After holding rates steady for several months, the Bank of Canada lowered its key interest rate by 0.25 percentage points to 2.5 percent. It was the first cut since March to support the weakening economy. Governor Tiff Macklem told reporters there was “a clear consensus to cut our policy rate by 25 basis points,” noting the council had weighed holding steady but decided the balance of risks had shifted.
“Today we lowered the policy interest rate by 25 basis points to 2 and a.5%,” Governor Tiff Macklem said. He pointed to three main developments since the July decision: a softer labour market, diminished upward pressure on underlying inflation, and the removal of Canadian tariffs, reducing the risk of future price increases.
“Employment has declined in the past two months, increasing the unemployment rate to 7.1%,” Macklem said, while wage growth has continued to ease.

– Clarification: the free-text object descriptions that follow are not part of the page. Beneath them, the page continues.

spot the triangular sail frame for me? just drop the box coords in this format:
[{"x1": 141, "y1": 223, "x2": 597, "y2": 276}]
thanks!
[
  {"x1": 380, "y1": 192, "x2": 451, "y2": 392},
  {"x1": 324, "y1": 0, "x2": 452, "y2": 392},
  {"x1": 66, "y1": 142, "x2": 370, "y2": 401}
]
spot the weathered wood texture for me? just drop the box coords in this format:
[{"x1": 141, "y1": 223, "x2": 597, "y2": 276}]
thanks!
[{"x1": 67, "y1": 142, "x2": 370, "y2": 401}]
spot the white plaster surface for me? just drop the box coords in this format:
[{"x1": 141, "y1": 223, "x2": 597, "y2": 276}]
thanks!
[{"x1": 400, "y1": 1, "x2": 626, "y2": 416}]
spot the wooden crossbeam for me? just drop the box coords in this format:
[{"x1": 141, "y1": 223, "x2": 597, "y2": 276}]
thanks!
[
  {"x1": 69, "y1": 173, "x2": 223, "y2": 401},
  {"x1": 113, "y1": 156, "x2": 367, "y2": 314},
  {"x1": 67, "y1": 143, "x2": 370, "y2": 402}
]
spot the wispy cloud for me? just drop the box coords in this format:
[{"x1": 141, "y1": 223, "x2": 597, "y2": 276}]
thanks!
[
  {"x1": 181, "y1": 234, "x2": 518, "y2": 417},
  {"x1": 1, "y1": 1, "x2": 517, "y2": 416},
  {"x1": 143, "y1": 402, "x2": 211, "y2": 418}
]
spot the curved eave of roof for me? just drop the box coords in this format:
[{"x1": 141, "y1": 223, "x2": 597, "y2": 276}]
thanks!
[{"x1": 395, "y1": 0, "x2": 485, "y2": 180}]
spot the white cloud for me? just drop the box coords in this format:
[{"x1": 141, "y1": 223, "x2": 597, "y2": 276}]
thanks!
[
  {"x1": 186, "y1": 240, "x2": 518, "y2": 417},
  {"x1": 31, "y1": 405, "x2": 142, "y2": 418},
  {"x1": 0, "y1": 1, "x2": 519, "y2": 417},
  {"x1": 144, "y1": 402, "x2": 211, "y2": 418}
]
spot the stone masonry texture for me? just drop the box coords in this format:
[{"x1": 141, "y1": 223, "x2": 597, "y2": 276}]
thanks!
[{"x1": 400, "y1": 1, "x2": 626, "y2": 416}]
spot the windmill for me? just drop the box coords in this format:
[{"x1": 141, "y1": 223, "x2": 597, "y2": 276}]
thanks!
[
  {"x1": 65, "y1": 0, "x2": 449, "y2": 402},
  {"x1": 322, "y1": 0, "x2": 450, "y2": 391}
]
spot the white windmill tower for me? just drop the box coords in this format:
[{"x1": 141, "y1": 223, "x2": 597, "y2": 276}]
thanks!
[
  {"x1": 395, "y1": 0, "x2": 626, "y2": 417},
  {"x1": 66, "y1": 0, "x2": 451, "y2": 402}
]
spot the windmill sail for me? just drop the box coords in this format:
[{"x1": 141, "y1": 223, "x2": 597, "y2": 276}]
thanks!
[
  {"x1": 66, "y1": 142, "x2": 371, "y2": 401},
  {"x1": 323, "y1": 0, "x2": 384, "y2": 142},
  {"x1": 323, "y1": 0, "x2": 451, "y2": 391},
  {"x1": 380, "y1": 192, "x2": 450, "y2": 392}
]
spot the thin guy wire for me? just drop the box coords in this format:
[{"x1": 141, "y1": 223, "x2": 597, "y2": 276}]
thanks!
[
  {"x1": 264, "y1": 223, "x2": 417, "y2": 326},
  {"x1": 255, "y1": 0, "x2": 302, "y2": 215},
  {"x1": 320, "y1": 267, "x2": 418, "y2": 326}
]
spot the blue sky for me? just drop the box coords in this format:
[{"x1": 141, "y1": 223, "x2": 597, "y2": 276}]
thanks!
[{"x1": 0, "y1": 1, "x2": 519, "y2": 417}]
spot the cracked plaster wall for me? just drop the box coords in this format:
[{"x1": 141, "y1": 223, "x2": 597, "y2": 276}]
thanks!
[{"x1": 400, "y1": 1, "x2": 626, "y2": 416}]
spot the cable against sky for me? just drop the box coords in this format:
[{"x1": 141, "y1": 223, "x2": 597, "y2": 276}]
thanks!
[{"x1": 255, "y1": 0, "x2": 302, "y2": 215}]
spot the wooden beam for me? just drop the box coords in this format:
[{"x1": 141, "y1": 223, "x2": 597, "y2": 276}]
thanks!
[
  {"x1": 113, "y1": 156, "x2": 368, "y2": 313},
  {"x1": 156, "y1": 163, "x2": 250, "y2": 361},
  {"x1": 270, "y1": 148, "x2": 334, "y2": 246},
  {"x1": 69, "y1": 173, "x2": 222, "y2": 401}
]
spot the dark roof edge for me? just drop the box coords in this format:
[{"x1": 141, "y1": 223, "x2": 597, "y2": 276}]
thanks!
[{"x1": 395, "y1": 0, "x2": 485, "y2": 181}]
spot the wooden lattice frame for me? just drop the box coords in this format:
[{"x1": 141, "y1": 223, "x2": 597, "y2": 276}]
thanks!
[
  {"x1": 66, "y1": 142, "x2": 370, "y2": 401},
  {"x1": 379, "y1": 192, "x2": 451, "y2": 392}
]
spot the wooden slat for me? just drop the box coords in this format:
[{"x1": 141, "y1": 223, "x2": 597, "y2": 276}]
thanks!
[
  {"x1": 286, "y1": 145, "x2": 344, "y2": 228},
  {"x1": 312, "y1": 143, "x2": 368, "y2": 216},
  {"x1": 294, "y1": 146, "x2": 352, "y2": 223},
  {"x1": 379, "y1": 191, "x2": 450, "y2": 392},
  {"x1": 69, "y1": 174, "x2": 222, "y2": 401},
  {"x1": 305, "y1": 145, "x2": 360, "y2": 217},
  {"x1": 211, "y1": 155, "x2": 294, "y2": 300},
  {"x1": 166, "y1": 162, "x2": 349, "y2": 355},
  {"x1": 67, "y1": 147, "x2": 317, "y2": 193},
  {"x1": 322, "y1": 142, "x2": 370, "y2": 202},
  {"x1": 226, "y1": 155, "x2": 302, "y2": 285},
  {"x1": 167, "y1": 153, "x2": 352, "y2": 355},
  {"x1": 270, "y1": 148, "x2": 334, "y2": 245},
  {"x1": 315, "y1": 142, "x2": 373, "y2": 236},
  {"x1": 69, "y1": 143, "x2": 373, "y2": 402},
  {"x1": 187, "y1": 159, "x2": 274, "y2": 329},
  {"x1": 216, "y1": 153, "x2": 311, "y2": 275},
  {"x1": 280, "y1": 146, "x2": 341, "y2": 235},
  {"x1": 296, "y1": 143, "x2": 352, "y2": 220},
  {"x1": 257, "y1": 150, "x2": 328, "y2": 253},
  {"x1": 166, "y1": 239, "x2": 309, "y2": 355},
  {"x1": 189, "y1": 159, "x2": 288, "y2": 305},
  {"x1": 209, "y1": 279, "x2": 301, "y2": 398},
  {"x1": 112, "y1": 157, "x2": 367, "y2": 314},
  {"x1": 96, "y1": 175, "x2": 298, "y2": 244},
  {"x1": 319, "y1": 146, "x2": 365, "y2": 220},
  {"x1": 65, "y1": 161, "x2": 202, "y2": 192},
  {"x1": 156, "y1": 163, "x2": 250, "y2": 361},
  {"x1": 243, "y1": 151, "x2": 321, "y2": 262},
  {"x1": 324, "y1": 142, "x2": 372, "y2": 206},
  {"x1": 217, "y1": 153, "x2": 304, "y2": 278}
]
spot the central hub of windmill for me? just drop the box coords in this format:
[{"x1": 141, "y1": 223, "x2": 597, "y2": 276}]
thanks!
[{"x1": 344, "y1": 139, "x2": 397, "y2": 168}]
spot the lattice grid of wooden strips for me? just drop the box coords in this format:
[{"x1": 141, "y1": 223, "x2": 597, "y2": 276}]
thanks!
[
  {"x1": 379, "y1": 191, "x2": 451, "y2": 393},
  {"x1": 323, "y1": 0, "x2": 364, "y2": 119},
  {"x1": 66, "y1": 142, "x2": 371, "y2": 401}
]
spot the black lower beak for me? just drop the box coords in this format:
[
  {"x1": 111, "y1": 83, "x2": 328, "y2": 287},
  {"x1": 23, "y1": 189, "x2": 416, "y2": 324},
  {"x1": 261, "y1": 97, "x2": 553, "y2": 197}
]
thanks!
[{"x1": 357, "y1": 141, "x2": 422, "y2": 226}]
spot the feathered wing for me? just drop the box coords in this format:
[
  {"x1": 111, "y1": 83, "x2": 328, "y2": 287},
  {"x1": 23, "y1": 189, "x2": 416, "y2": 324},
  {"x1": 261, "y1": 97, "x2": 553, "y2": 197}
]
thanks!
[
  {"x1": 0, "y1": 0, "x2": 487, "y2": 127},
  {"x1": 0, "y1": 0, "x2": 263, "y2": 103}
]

He added that “consumption was stronger than expected in the second quarter and housing activity increased.”
Macklem explained that “total CPI inflation came out yesterday, 1.9%,” with preferred core measures still around three per cent but showing less momentum. “At this point, inflationary pressures look a little more contained, and against that background and the background of a weakening economy that will put additional downward pressure on inflation that tipped the balance of risks in favour of cutting our policy rate today,” he said.

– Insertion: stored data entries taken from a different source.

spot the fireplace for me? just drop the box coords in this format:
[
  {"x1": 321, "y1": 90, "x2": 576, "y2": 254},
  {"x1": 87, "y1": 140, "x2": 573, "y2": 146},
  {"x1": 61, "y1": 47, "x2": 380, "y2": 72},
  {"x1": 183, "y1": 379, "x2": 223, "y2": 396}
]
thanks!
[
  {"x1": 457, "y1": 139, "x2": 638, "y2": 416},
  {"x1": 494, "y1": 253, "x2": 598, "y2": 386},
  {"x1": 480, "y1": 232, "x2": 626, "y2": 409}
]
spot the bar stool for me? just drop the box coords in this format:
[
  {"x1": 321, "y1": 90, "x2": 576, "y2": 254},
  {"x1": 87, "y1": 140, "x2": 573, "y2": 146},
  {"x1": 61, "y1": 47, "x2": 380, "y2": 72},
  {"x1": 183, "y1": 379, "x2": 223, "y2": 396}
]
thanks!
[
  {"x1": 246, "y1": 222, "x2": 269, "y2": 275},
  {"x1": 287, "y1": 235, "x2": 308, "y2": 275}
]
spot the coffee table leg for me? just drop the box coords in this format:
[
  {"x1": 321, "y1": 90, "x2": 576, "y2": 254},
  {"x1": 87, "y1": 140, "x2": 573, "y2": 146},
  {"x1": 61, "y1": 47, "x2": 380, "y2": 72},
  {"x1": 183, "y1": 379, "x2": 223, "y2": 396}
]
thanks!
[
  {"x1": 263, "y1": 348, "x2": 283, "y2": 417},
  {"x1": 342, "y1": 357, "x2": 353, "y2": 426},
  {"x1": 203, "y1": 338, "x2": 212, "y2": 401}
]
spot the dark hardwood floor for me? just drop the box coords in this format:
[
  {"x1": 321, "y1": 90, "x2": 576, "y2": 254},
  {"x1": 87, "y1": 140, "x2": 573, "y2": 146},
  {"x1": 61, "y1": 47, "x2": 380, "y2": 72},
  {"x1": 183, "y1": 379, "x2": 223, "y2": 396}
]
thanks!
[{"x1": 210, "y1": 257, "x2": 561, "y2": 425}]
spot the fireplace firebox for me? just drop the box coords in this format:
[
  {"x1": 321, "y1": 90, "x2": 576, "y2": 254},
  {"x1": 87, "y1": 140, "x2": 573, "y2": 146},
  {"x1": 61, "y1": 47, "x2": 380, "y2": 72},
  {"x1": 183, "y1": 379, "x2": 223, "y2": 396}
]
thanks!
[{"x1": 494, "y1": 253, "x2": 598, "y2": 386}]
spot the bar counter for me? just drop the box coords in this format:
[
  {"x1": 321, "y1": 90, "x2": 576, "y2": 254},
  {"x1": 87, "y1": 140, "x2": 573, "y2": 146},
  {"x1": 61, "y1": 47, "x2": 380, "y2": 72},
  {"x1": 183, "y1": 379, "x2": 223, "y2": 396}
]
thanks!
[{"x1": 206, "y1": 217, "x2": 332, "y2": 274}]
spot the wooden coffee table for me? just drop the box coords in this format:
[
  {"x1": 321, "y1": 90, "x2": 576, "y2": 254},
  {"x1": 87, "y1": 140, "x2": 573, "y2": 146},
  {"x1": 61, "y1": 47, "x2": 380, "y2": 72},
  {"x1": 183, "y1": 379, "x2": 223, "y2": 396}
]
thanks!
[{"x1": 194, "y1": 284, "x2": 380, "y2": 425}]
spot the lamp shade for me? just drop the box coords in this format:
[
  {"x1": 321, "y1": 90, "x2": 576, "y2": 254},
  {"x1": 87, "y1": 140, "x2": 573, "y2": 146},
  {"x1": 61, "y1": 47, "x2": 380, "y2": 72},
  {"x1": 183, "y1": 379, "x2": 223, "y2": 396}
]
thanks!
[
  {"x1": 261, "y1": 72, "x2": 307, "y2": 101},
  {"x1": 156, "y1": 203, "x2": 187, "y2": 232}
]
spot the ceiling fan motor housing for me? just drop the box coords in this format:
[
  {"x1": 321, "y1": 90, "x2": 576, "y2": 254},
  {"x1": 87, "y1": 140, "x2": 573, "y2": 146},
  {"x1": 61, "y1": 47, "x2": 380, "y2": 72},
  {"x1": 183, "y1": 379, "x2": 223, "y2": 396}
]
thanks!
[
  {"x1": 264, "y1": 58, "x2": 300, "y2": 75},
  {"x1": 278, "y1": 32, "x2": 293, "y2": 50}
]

Macklem avoided providing an explicit answer for how much further rates could fall and said, “It’s going to be about balancing those risks,… we’re not being as forward-looking as normal. We take our decisions independently of the political process. They are evidence-based decisions that will continue. End of story.”
The governor stated that the bank’s plan to normalize its balance sheet remains intact. He pointed to liquidity pressures from bond maturities and hedge fund activity in repo markets, while confirming that “we’re not contemplating any change in the deposit rate right now.”
Looking ahead to the October and December meetings, the bank highlighted several indicators it will monitor closely: exports, spillovers from trade weakness into employment and household spending, how new costs are passed on to consumer prices, and how inflation expectations evolve. Macklem concluded by reiterating the central bank’s mandate. “We will support economic growth while ensuring that inflation remains well controlled.”